Under the Hood: Building out the infrastructure for Graph Search

By Sriram Sankar, Soren Lassen, and Mike Curtiss, who are building Graph Search’s infrastructure.

In the early days, Facebook was as much about meeting new people as keeping in touch with people you already knew at your college. Over time, Facebook became more about maintaining connections. Graph Search takes us back to our roots and helps people make new connections–this time with people, places, and interests.

With this history comes several old search systems that we had to unify in order to build Graph Search. At first, the old search on Facebook (called PPS) was keyword based–the searcher entered keywords and the search engine produced a results page that was personalized and could be filtered to focus on specific kinds of entities such as people, pages, places, groups, etc.

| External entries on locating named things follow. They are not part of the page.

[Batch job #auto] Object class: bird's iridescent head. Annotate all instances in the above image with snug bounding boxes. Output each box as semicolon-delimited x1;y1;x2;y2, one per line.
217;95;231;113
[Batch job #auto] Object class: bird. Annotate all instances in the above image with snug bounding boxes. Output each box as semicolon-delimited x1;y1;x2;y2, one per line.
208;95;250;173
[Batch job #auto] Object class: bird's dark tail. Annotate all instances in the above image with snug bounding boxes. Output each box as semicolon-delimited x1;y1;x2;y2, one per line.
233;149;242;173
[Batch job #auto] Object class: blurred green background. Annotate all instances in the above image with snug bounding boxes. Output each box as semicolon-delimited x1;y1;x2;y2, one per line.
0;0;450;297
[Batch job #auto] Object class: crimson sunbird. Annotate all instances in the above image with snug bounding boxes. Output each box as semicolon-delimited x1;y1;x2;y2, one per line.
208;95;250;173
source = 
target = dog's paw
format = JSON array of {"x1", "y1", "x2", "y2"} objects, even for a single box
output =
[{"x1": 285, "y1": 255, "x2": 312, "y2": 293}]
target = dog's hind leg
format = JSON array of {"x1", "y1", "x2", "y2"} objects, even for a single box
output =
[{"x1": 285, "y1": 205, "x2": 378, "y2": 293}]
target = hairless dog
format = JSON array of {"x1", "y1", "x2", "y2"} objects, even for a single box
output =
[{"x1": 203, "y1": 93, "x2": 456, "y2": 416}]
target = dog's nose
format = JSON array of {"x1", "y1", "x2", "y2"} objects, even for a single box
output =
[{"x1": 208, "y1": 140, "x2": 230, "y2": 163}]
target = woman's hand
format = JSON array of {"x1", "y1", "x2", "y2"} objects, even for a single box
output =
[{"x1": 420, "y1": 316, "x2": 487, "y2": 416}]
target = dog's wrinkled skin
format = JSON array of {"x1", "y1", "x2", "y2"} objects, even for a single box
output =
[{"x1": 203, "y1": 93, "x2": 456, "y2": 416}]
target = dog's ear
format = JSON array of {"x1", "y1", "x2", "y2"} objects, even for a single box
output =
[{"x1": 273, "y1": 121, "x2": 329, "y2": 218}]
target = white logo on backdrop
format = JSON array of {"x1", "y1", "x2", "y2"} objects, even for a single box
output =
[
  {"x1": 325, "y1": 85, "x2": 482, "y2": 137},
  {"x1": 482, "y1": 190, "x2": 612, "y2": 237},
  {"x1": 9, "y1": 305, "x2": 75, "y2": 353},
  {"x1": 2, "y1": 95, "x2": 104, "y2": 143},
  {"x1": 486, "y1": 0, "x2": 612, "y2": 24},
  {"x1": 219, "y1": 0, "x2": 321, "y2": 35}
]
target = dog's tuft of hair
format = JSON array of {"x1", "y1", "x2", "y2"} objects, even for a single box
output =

In 2009, Facebook started work on a new search product (called Typeahead) that would deliver search results as the searcher typed, or “prefix matching.” This product required a complete reimplementation of the backend and frontend for prefix matching and high performance. We launched this overhaul in 2010.

Many algorithms went into the design of Typeahead, but in order to achieve its performance goals and deliver results in an acceptable amount of time, the index capacity remained limited. To maintain recall, Typeahead passed searchers to PPS when they asked to see more results.

In addition to PPS and Typeahead, there are other products that feature search, like Nearby, tagging within posts, and location tagging of posts and photos – some of which had their own backends. In order to make Graph Search work, and return high-quality results, we needed to create an index that would support all of these systems and allow for the richer queries of Graph Search.

A Crash-Course in Graph Structure

The Facebook graph is the collection of entities and their relationships on Facebook. The entities are the nodes and the relationships are the edges. One way to think of this is if the graph were represented by language, the nodes would be the nouns and the edges would be the verbs. Every user, page, place, photo, post, etc. are nodes in this graph. Edges between nodes represent friendships, check-ins, tags, relationships, ownership, attributes, etc.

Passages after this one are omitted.